Egypt just annulled Mubarak's natural gas giveaway- Will Sadat's Camp David and the Zionist Embassy be next?
Franklin Lamb
Beirut
The Egyptian people are demanding the return of their sovereignty. According to recent opinion surveys they believe it was partially ceded to Israel by the two post-Nasser dictators, Anwar Sadat and Hosni Mubarak, at the behest of American administrations, from Nixon to Obama.
The removal of three humiliating shackles for Egyptians, the gas give-away scheme, the 1979 Camp David Accords and the US forced recognition of Israel, constitute a strategic national security objective for most of Egypt's 82 million citizens. According to the results of an opinion poll, conducted for Press TV and published on October 3, 2011, 73 percent of the Egyptian respondents opposed the terms of the agreement. Today the figure is estimated at 90%.
For the past eight years, the 2004 gas deal has been widely unpopular, and one of the charges in the current indictment against Mubarak is that the deposed President sold Egypt's gas as part of a sweetheart deal involving kickbacks to family members, associates and Israeli officials. Mohamed Shoeib, the chairman of state-owned Egyptian Natural Gas Holding Company, told AFP last week that the gas deal was "annulled with the Israeli East Mediterranean Gas Co (EMG), because the company failed to respect conditions stipulated in the contract."
Once Mubarak was toppled and his 14 secret police agencies began to lose some of their omnipresence, the gas line to Israel was severed 14 times in 12 months by a series of explosions that cut off 40%, of Israel's supply which was used to generate electricity.
In the recent parliamentary elections and now during the presidential campaign, Egyptians have been debating relations with Israel publicly for the first time. Previously Mubarak was Israel's protector and like some other Arab leaders still clinging to power, ignored his people's demands for actively supporting for the liberation of Palestine.
In late January 2011, an Alexandria University student briefed this observer and a small group of Americans and Europeans sitting on benches opposite the wonderful ancient city's majestic Great Library. He explained, recalling the demands of the Tahrir Square protests on January 25, 2011, "Our slogans at Tahrir Square were bread, freedom, dignity, and social justice. That was almost exactly one year ago. God willing, we will soon achieve the demands of our historic revolution which include canceling Camp David and withdrawing recognition of the Zionist regime still occupying Palestine. Egypt must again lead the Arab Nation's sacred obligation to liberate Jerusalem and all of Palestine from the river to the sea."

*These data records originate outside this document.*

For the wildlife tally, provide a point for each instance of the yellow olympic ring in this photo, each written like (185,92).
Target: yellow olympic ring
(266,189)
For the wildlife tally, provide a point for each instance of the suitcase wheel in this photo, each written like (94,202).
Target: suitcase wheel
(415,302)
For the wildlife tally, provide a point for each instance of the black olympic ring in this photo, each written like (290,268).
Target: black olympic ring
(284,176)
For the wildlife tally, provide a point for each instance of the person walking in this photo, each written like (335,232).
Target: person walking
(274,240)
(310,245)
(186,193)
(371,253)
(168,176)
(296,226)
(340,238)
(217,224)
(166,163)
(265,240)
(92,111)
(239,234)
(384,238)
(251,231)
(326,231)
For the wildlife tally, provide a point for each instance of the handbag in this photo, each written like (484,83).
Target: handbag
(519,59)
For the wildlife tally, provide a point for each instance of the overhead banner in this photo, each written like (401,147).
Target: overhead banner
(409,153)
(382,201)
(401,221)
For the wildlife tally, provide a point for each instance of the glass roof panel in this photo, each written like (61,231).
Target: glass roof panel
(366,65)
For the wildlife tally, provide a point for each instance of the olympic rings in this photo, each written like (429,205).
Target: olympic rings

A stunning hijabed female student continued the dialogue, giving us her opinion: "The USA bought some of our leaders with billions in generous cash from your people but without any real benefit to ours. Camp David was essentially a private agreement by Sadat and then Mubarak. Our people had no say and were never asked whether we agreed. If we protested, we were jailed or worse. Now, the Egyptian people are gaining power despite a likely military coup by the SCAF military junta before the scheduled June elections."
Israeli officials, in tandem with the US Zionist lobby are claiming that the abrogation of the gas agreement constitutes an "existential threat". According to a researcher at the US Congressional Research Service in the Madison Building on Capitol Hill whose job includes keeping track of Israeli claims, it's the 29th "existential threat" the Zionist colony has identified in its 64 year history. These perceived existential threats range from the internationally recognized Right of Return for Palestinians ethnically cleansed from their homes during and since the 1948 Nakba, to various Palestinian groups, more than two dozen UN Resolutions including, 194 and 242, Hezbollah naturally, international solidarity movement projects, a Jewish academic or two, Iran for sure, the rise of internet blogs, and potentially virtually every Christian, Arab and Muslim on the planet, not to mention the claimed rise of global anti-Zionism which the US Zionist lobby has recently decreed was always just another form of virulent anti-Semitism.
Despite all these perceived "existential threats" including recently the so-called "Road Map", Israeli leaders continue to eschew any substantive negotiations which could mean Arabs and Jews sharing Palestine as part of one democratic, secular state on the basis of one person one vote, minus any "chosen people' lunacy.
Yuval Steinitz, Israel's finance minister warned that Egypt's questioning its relations with Israel was "a dangerous precedent that threatens the peace agreements between Israel and Egypt."
Ampal, the Israeli company which buys the gas, said that it considers the termination of the contract "unlawful and in bad faith", and demanded its full restoration. Ampal, is planning to use international arbitration to attempt redress and is sending a corporate delegation to Washington to meet with AIPAC and administration officials to ask them to get the Egyptian action nullified and to force Egypt to keep selling its natural gas at below market prices. One congressional staffer joked in an email that Israeli companies get way better constituent services out of Congress than American companies, or even the voters who elect its members.